Taking these input features, and some others, along with AIS class labels and sticking them into LightGBM resulted in some impressive results. There were some issues with over fitting (it’s interesting how a ship’s behaviour doesn’t change THAT much over time) that were corrected by doing a different train/test split methodology.
It looks like this algorithm is very good at classifying fishing, cargo and tanker vessels while being less good at passenger, port (tugs, dredgers etc) and recreational vessels. It turns out that those last few classes form a tiny part of the dataset though so being less accurate might be forgiveable:
But what’s that big “Not Available” class I hear you say…
AIS vessel classes could be better. There is a limited selection of available classes to pick from in the protocol and they don’t line up too well with real world behaviour or physical construction of a vessels. There is only one AIS class for fishing vessels and this covers small scale artisanal boats to large commercial ships, long liners to purse-seiners and all gear in between. Should buoys equipped with AIS transmitters that are used to mark net locations be “fishing vessels”?

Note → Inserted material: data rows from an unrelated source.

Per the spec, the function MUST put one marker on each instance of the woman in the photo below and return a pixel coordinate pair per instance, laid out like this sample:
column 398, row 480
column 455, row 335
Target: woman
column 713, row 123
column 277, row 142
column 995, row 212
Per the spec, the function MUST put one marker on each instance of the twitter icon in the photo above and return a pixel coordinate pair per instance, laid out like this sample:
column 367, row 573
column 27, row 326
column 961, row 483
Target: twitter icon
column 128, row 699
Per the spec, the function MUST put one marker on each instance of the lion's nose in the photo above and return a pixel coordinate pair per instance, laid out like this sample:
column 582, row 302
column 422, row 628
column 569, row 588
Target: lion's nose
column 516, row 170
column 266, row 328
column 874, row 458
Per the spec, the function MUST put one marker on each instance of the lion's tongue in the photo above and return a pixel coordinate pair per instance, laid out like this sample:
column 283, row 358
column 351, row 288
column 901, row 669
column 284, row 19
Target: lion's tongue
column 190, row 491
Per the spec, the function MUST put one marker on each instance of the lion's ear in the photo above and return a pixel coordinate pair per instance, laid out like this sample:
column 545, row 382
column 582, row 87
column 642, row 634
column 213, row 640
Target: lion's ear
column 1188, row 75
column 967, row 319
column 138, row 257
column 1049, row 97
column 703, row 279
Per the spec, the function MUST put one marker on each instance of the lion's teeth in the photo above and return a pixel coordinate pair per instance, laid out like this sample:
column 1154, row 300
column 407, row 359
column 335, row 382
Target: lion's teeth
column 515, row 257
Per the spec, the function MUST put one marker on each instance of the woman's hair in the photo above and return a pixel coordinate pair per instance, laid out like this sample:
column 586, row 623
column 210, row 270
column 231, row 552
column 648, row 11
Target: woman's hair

Let’s look at the distribution of AIS data coloured by the self reported class:
The dataset looks pretty satisfying when plotted like this. Nice and semi-global. Lots of data and Datashader does a fantastic job of plotting billions of AIS points.
What would happen if we took the “Unknown” class and ran it through the trained classifier:
Seems like most of them are in the same locations as fishing vessels, have the same kind of spatial patterns, and are being classified as “Fishing” vessels. A quick look at a few samples leads me to believe that these are mostly net markers. A vessel with the name like “12.2V Battery” leads me to make some assumptions about their nature. There are a couple of interesting takeaways: vessels in shipping lanes are getting classified as cargo or tanker, vessels in fishing zones are getting mostly classified as fishing vessels, there are a few weird happenings like a group of tanker vessels hanging around in the southern ocean fishing zones.
Either way, vessel classes need an improvement. A possible solution would be an authoritative open dataset of vessel classes linked to something like an ontology where vocab that describes the different physical and behavioural classes is described. That would be great!